Atlas Shrugged: The Mocking

Thursday, December 31, 2009

Drowning, Not Waving

Megan McArdle is doing what Megan McArdle loves best, arguing with another blogger. Nothing calls attention to one's self like playing the victim, and McArdle eagerly enters the fray.
Felix Salmon discusses the sad case of a man who clearly cannot pay his mortgage and demands:
So this is what I'd like to ask Megan McArdle, and others who like to extol the moral virtues of paying one's debts: just how much of your life's savings should you give these snakes before they take your house?

Oooh, he demands an answer! What is a po' little ole blogging gal to do when attacked in the national press? Provide evidence? Unleash Blogging Fists of Fury? Bury him in cogent, fact-based argument? Let's see:
I don't really understand the question.

Heh. We are not surprised.
I am in favor of people are financially able to keep the house without getting foreclosed on, keeping the house rather than getting foreclosed upon. The guy in question clearly cannot, given that he lost his job and has no tenant for the property in question.
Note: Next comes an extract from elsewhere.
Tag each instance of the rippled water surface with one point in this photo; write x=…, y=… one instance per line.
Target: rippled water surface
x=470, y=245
Obviously he should have walked away immediately.

Yes, if you lose your job, you and your family should immediately abandon your house.
Indeed, I don't understand why he didn't, since the article makes no mention of any suggestion or promise that accepting a modification that didn't reduce his payment, would later qualify him for one that did. And since it's pretty clear that Mr. Vellucci cannot afford much of any payment at all, it's not clear why he--or Felix--thinks he should have gotten one. Modifications are supposed to be a deal that makes both sides better off by avoiding the huge costs of foreclosure, not a vehicle for transferring wealth from bondholders or bank shareholders to people we like better. The latter is what the progressive income tax is for.
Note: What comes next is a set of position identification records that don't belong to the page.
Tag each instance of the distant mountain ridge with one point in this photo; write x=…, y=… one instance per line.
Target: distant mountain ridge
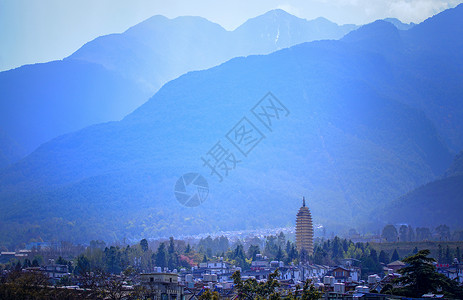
x=358, y=135
x=109, y=77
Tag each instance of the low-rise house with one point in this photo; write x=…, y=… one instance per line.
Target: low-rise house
x=56, y=271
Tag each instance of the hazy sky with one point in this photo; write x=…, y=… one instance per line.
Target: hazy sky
x=42, y=30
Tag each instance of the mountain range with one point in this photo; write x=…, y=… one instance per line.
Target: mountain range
x=109, y=77
x=361, y=121
x=432, y=204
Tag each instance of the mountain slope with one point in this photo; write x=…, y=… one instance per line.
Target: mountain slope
x=351, y=141
x=435, y=203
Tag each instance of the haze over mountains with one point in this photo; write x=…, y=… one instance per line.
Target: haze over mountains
x=112, y=75
x=371, y=117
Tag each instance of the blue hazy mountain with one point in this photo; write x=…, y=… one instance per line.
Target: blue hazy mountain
x=399, y=24
x=435, y=203
x=109, y=77
x=359, y=134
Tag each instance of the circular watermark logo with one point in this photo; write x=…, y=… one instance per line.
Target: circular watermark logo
x=191, y=189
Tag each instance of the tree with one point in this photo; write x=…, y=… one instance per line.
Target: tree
x=390, y=233
x=252, y=289
x=144, y=245
x=309, y=292
x=253, y=251
x=423, y=234
x=395, y=255
x=444, y=232
x=208, y=295
x=161, y=256
x=411, y=234
x=419, y=277
x=403, y=233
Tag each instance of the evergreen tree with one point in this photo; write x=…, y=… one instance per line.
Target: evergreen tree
x=253, y=251
x=161, y=256
x=419, y=277
x=383, y=257
x=144, y=245
x=390, y=233
x=395, y=256
x=440, y=254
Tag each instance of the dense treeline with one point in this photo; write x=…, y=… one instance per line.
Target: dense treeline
x=406, y=233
Kudos for the snappy little comeback, even if it is both wrong and unfair. Naturally McArdle fails to mention the gross manipulations perpetrated by the mortgage industry. They are irrelevant. Corporations must be let off the hook always, or the banks will suffer. The individual is always on his own. Also ignore the fact that mortgages were sliced, diced, slapped with a fake rating, sold, leveraged, failed, and were bailed out by taxpayers. Just because you can.
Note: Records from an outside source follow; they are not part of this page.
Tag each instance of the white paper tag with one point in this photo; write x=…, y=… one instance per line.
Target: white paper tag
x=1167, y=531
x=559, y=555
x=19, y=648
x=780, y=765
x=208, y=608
Felix Salmon is being a tiny bit unfair to McArdle, whose indignation was aimed at a wealthy woman who wanted to walk away from her contracts while continuing her upper-class lifestyle. McArdle is careful to attack those who merit it here, hoping that her eager readers will apply her disdain and scorn for people with mortgage troubles to everyone, deserving or not. In return, McArdle is unfair to Salmon, both taking the example of the other to extrapolate beyond the specifics. I do not condemn Salmon; I think we have more than enough evidence from the McArdle oeuvre to assume she operates in bad faith and with no sympathy for anyone not named McArdle. Or, perhaps, Suderman, although I wouldn't count on that and neither should Mr. Suderman.
Do I feel sorry for Mr. Vellucci? Very sorry.

She has historically had so much sympathy for the poor.
Illness is usually framed by complaints about large medical bills, but for most people income loss is at least as great a problem, and often a much bigger one.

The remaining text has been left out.